After our highly dynamic start to the year, we continued our strong performance also in the second quarter. Momentum once again exceeded our own high expectations, despite the overall challenging and uncertain market environment.
Following our strategy update in June, both brands BOSS and HUGO successfully maintained their growth trajectory. We will make 2023 a new record year for HUGO BOSS, thus providing a robust foundation for achieving our updated 2025 financial ambition.

– Daniel Grieder, Chief Executive Officer of HUGO BOSS



Amid its strategic evolution into a “24/7 lifestyle brand,” Hugo Boss has directed its attention towards the Americas, yielding a notable sales surge of 20 percent to reach 236 million euros in that region.

Fueled by this persistent double-digit growth trend, Hugo Boss now envisions a 12 percent to 15 percent sales expansion throughout the entire year, culminating in a projected total of 4.1 billion to 4.2 billion euros. The company remains resolute in its ambition to achieve a milestone revenue of 5 billion euros by 2025.

This marks the second time this year that Hugo Boss has elevated its guidance, following the announcement of favorable first-quarter results in May. The brand’s initial projections at the beginning of the year had been more conservative, with growth anticipated at a range of 4 percent to 6 percent.

However, following the announcement, Hugo Boss experienced a temporary stock dip of up to 5 percent, which subsequently recovered some of the losses. The company’s shares had already witnessed an impressive surge of over 30 percent this year, driven by heightened investor confidence in the leadership of Chief Executive Officer Daniel Grieder.

In the past two years, Hugo Boss underwent a transformative revamp of its Hugo and Boss brands, resulting in a notable increase in market share. Expansion efforts in the United States and Asia have further contributed to this growth trajectory.

Amid these developments, Hugo Boss is strategically diversifying its product offerings, focusing on both casual wear and womenswear, which has emerged as its fastest-growing division. The brand’s foray into the women’s clothing segment, currently accounting for less than 10 percent of revenue, holds the potential to drive in-store footfall and boost future sales conversions, as per insights from Bloomberg Intelligence.

Earlier in the year, Hugo Boss consciously elevated its inventory levels to mitigate the impact of supply chain disruptions experienced during the pandemic. The brand anticipates returning to a normalized inventory level by the end of the year.

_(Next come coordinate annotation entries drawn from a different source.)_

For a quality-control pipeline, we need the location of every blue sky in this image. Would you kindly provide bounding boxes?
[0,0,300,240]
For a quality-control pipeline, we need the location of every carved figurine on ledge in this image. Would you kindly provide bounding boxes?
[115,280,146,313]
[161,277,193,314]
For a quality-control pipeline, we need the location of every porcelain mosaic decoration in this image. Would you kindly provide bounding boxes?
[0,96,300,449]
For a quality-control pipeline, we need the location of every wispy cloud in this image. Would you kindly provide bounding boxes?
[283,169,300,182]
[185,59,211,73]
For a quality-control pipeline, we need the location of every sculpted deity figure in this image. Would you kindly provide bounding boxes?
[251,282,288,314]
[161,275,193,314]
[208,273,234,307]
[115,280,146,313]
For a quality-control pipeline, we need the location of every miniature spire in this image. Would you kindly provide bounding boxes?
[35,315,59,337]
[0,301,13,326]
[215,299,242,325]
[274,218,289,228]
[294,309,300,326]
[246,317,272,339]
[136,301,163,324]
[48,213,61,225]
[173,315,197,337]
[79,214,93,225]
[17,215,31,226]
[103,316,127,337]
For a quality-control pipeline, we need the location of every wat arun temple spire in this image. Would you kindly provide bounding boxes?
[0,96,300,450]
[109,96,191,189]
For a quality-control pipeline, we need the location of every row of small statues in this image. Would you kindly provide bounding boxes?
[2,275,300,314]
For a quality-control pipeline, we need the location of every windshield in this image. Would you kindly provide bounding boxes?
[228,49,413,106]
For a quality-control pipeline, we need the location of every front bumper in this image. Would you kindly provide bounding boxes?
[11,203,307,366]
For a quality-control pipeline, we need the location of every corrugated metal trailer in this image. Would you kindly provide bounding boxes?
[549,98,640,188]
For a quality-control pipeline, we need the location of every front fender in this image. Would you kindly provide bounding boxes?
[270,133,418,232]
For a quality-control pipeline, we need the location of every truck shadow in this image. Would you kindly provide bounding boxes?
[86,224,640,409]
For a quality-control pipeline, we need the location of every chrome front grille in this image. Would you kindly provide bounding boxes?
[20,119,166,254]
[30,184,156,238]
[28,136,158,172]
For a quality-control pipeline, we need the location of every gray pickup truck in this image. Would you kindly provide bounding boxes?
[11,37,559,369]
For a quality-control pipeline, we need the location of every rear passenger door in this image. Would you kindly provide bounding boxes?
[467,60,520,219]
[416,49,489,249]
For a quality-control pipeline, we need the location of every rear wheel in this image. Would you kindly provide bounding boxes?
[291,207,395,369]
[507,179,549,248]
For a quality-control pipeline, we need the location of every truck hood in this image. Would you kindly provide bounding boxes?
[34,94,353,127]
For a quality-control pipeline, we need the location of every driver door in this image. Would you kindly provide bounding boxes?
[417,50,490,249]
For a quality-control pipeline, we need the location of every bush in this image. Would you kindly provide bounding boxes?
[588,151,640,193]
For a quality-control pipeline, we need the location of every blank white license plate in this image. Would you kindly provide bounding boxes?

Significantly, Frasers Group Plc, known for its diverse portfolio encompassing sportswear and department stores, stands as one of Hugo Boss’s major shareholders. The two entities maintain a robust wholesale partnership. Hugo Boss expressed its positive rapport with Mike Ashley, the founder of Frasers Group, and Michael Murray, Ashley’s son-in-law who currently oversees the British retail conglomerate.